Due to the totally to-be-expected backlash and hurt his Nation-State Law has caused among the Druze community, Netanyahu is now trying to buy their silence by promising a special package of benefits to members of minority groups, such as the Druze and Circassians, who serve in the security forces. Which of course raises the question: what about minority groups, such as haredim, who refuse to serve in the IDF? Ah yes, they’re Jews, so they can rely on favored status regardless of whether they fulfill their civic obligations or not.
To be fair, Netanyahu’s haredi coalition partners were not enthusiastic supporters of the Nation-State Law. As Knesset member Moshe Gafni told a closed meeting of the United Torah Judaism leadership, the law “is a bad law,” provoking anger in the international community and causing a needless argument with Israel’s Arab citizens.
One of the little-known facts about life in the Knesset is the closeness of some haredi Knesset members and their counterparts on the Joint List. This is due to their understanding that both haredim and Arab citizens are unpopular minorities and need to work together at times to ensure the mainstream majority does not ride roughshod over their rights.
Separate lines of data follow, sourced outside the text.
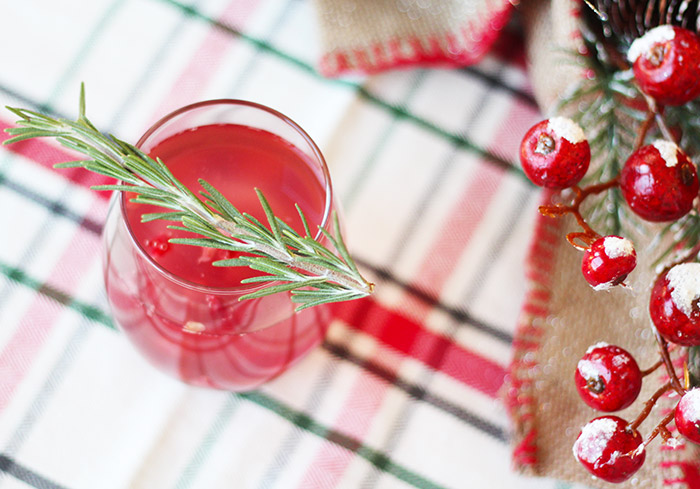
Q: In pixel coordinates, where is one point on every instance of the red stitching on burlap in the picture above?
(690, 469)
(438, 50)
(519, 398)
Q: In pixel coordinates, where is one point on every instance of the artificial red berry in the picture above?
(608, 261)
(666, 64)
(610, 449)
(659, 182)
(608, 378)
(688, 415)
(555, 153)
(674, 307)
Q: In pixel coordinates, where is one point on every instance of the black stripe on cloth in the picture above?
(54, 207)
(419, 393)
(458, 314)
(498, 83)
(26, 475)
(396, 111)
(340, 351)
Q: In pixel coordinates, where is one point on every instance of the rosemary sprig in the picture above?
(290, 262)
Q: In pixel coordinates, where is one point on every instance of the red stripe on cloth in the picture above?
(459, 227)
(19, 353)
(43, 153)
(355, 420)
(206, 59)
(410, 338)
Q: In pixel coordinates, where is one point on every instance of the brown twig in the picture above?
(649, 405)
(588, 235)
(666, 357)
(661, 429)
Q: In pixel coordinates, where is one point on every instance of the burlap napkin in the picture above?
(366, 36)
(562, 315)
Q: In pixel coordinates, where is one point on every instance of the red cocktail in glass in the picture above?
(180, 311)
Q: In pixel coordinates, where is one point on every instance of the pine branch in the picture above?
(291, 262)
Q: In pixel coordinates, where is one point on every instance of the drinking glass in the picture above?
(198, 330)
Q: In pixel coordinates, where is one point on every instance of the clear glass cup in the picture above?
(197, 332)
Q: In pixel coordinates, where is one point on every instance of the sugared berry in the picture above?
(608, 261)
(659, 182)
(608, 378)
(688, 415)
(555, 153)
(609, 449)
(666, 64)
(674, 307)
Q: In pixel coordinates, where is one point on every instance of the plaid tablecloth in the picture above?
(404, 392)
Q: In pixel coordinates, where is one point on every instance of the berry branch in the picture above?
(658, 183)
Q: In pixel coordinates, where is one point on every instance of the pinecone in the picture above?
(622, 21)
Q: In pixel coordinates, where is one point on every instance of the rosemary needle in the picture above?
(291, 262)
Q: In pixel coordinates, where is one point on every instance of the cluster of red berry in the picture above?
(659, 184)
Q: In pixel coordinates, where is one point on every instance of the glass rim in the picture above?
(241, 288)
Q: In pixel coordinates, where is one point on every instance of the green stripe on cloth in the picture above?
(375, 457)
(91, 312)
(190, 472)
(87, 44)
(380, 460)
(457, 139)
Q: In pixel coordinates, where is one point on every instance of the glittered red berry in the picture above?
(609, 449)
(688, 415)
(666, 64)
(659, 182)
(608, 261)
(608, 378)
(555, 153)
(673, 305)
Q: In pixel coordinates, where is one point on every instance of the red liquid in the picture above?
(188, 320)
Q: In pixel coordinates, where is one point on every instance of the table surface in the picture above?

In the end though, according to Gafni (as reported by Channel 11 news), the UTJ Knesset members supported the law because Netanyahu told them: I need this law, and if you support me on this, I’ll give you what you want on the IDF draft law. As the IDF draft law, the latest attempt to regulate the exemption of yeshiva students from mandatory military service, is the key issue on the haredi parties’ agenda, it’s no surprise the haredi MKs toed the coalition line.
Divide and rule is Netanyahu’s default setting for governing. Rather than seek to provide a unifying vision behind which the whole country can rally, Netanyahu bases his leadership on galvanizing his base and ruthlessly delegitimizing any opposition, regardless of the divisiveness and at times conflict such tactics cause.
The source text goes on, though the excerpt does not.